Once upon a time, we decided it would be fun to have a garden. We could grow our own tomatoes, and strawberries, and other things. It all started out well enough. The plants grew well, we were having a good time, and we learned that the ubiquitous roly-polies that were decimating the young shoots could be drowned in shallow dishes filled with beer. We built a chickenwire enclosure to keep the ground squirrels out. The butterflies and bees were enjoying our garden, and we were enjoying them.
The tomatoes grew and grew and grew. We ate tomato salad, tomato sauce, tomato sandwiches. We ate tomatoes until tomatoes started coming out our ears. We gave away tomatoes to anyone who would take them. (It's surprisingly hard to give away delicious tomatoes.) I developed tomato heartburn and thought I might never eat another tomato in my life. One day we arrived to find the tomato plants ravaged. Broken plants and smashed tomatoes everywhere. Some large-ish critter must have gotten in and wreaked havoc. We were secretly grateful that SOMETHING was still enjoying the tomatoes, but we would have preferred to not lose all our other plants to it. We put a chickenwire roof on the chickenwire enclosure to keep the critter out.
Over the next months, our efforts were eaten by snails, grasshoppers, ants, caterpillars, and I don't even remember what else. We started joking that what we were doing was not gardening, but zookeeping. We dealt with each invasion as it came along. From our five strawberry plants, we got about two strawberries, and the critters got the rest. Plant after plant was munched on. But we still had the peppers! Glorious spicy peppers ripening in beautiful shades of orange and red. Nothing eats peppers, right? Wrong. The morning we were going to pluck them off their plants, we found that they, too, had been eaten. We were done gardening for good.

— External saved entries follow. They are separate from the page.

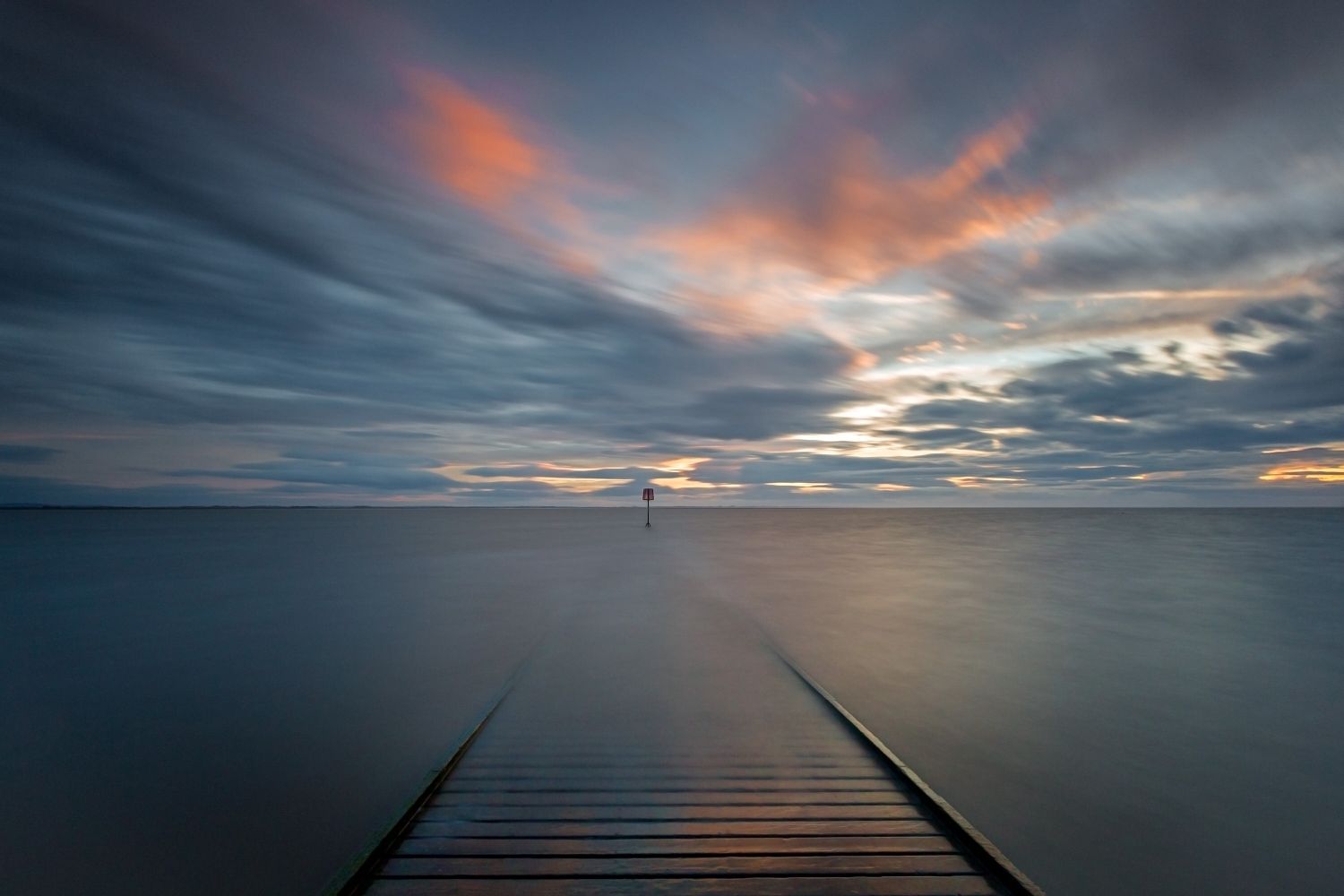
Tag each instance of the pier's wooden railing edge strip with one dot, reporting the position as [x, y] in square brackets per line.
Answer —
[975, 841]
[354, 876]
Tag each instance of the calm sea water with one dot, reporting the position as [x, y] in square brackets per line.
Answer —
[230, 702]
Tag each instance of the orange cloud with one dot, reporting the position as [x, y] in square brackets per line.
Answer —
[841, 218]
[492, 161]
[1305, 473]
[476, 151]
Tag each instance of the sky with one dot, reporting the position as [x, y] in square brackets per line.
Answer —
[879, 254]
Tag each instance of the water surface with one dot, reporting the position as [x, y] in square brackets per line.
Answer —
[228, 702]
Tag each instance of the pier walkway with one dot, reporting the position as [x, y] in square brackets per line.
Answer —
[664, 747]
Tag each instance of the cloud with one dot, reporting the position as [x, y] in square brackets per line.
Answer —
[27, 452]
[472, 148]
[831, 206]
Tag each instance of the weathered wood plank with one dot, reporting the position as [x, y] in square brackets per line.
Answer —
[676, 866]
[675, 847]
[941, 885]
[703, 777]
[524, 785]
[674, 798]
[671, 829]
[797, 812]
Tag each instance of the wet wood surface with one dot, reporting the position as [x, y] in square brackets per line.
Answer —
[617, 770]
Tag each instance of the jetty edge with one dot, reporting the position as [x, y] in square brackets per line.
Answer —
[820, 807]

Ruckus in the Garden is a majorly adorable depiction of how gardening can turn into zookeeping. As with all Pettson & Findus (English: Findus & Mercury) books, the illustrations are quirky and darling. Lots to see and laugh about, lots to point out to each other and talk about while reading together. The translation of this book is particularly well done as well. LOVE LOVE LOVE it.